Die Orfen werden für Deinen Teich schnell zu groß. Die 10 Fische hätten sicherlich auch erstmal gelangt... vermehren sich ja meist recht gut 
Wassertest machen Sinn für Nitrat, Nitrit, Ammoniak/Ammonium, pH, Kh, O2 um einmal die allerwichtigsten zu nennen.
Ich empfehle Dir dafür Tröpfchentest, möglichst von der Firma JBL.
Soll keine Werbung sein  Bitte schau auf das MHD!
Das Füttern würde ich nicht übertreiben. Oft fallen genug Insekten und anderes Kleingetier in den Teich. Zuviel Futter sorgt wieder für zuviel Nährstoffe im Teichwasser und damit zu mehr Algen, wenn man nicht genug Pflanzen im Teich hat.

Ich würde mich daran machen, das Loch schnellstmöglich aufzuspüren und den Wasserverlust dadurch abzustellen. 
Viele Teiche funktionieren am Besten, wenn man sie einfach in Ruhe läßt. 
Was genau war denn mit dem Teich nicht in Ordnung bevor Du Dich gekümmert hast? Was hat Dich so "geärgert"? Massensterben? Grüne Suppe?


----------



## Dr.J (22. Juni 2006)

*AW: Keine Ahnung und hoffe es wird trotzdem alles gut*

@all an dieser Stelle

hat jemand Erfahrung mit diesem MICROBE - LIFT SLUDGE AWAY????


----------



## Hasenbein (22. Juni 2006)

*AW: Keine Ahnung und hoffe es wird trotzdem alles gut*

Es war wenig O2 im Teich und warn mal viele mehr Fische drin und das Wasser war trüb und die Pflanzen wucherten wie wild.
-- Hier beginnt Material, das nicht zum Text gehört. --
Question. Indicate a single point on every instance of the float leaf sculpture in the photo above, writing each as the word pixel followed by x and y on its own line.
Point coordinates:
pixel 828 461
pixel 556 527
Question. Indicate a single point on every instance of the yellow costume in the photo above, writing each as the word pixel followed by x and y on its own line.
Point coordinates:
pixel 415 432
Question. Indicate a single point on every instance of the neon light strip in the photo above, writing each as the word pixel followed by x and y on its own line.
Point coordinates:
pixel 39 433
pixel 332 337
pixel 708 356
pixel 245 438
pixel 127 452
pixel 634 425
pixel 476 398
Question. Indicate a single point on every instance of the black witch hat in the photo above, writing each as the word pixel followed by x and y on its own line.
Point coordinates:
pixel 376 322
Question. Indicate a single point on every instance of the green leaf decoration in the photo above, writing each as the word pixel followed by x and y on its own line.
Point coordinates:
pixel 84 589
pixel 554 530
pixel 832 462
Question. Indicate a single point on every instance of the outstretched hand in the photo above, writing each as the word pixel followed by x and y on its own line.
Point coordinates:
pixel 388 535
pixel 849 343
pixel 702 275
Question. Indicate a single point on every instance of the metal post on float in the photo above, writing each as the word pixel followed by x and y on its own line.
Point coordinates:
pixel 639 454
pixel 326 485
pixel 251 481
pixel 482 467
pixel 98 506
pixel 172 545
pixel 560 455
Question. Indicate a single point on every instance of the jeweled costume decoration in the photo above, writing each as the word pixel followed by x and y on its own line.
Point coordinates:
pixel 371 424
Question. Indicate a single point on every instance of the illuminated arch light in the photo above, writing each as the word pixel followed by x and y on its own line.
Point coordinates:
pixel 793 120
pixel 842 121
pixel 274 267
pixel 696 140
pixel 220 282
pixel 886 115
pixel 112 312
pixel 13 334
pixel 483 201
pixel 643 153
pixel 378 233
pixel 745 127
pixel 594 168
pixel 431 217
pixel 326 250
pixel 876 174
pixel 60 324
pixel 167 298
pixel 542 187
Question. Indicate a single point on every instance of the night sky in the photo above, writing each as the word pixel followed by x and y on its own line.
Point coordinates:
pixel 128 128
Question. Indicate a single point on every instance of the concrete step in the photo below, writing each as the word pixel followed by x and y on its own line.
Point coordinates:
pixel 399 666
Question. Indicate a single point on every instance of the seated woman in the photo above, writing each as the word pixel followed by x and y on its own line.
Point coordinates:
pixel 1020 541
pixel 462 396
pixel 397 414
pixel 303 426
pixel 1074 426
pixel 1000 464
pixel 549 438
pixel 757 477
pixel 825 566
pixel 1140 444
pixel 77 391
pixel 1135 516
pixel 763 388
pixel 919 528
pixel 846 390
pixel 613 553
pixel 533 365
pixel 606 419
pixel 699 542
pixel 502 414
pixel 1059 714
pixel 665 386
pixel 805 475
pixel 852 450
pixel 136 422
Alles war dreckig und das fand ich schade jetzt wir da mal aufgeräumt. Als ich mir überlegt habe was noch zu tun ist, ist mir auch aufgefallen das ich die Fische zuschnell gekauft habe. Fotos gibts nächste Woche.


----------



## Hasenbein (22. Juni 2006)

*AW: Keine Ahnung und hoffe es wird trotzdem alles gut*

Habe das jetrzt mal in der Testphase. Werde dann am Wochende mehr sagen können.


----------



## Annett (23. Juni 2006)

*AW: Keine Ahnung und hoffe es wird trotzdem alles gut*

Moin Daniel,

wahrscheinlich wäre eine Reduzierung der Fische und etwas Schlammabsaugung schon ausreichend gewesen. :?
Aber jetzt ist's ja eh zu spät.
Ich hoffe, Du hast soviele Pflanzen wie möglich aufgehoben/wieder eingesetzt und den Teich nicht wortwörtlich "geschrubbt"!?
Wenn bei der Aktion Wasser abgelassen wurde, ist es für die Teichbiologie hilfreich, wenn sie nicht mit komplett neuem Wasser durchstarten muss, sondern wenigstens teilweise wieder "Altwasser" im Teich landet.


----------



## Hasenbein (23. Juni 2006)

*AW: Keine Ahnung und hoffe es wird trotzdem alles gut*

Ja habe noch reichlich Wasserpflanzen drin gelassen und das meiste Wasser gesammelt und wieder zurücklaufen lassen.


----------



## Hasenbein (6. Juli 2006)

*AW: Keine Ahnung und hoffe es wird trotzdem alles gut*

Hallo,

habe jetzt mal was amteich gemacht und es wird immer besser. Habe das Loch gefunden und jetzt ist mehr Wasser drin, ich glaube es läuft noch ganz wehnig heraus oder sehr langsam. Das flicken war nicht so ganz einfach, werde noch mal was nach kleben. 
Heute habe ich noch neue Pflanzen eingesetzt. 
Morgen gibt es Fotos!
Hier mal der ungefähre Fische besatz:
4 x __ Shubunkin
4-6 x Schleierschwänze
3 x Sarasa Komet
3 x Goldorfen
3 - 5 Goldfische

Dann bis morgen


----------



## StefanS (12. Juli 2006)

*AW: Keine Ahnung und hoffe es wird trotzdem alles gut*



			
				Hasenbein schrieb:
			
		

> Morgen gibt es Fotos!



Wie schön ! Hat ja auch bestens geklappt + so zuverlässig.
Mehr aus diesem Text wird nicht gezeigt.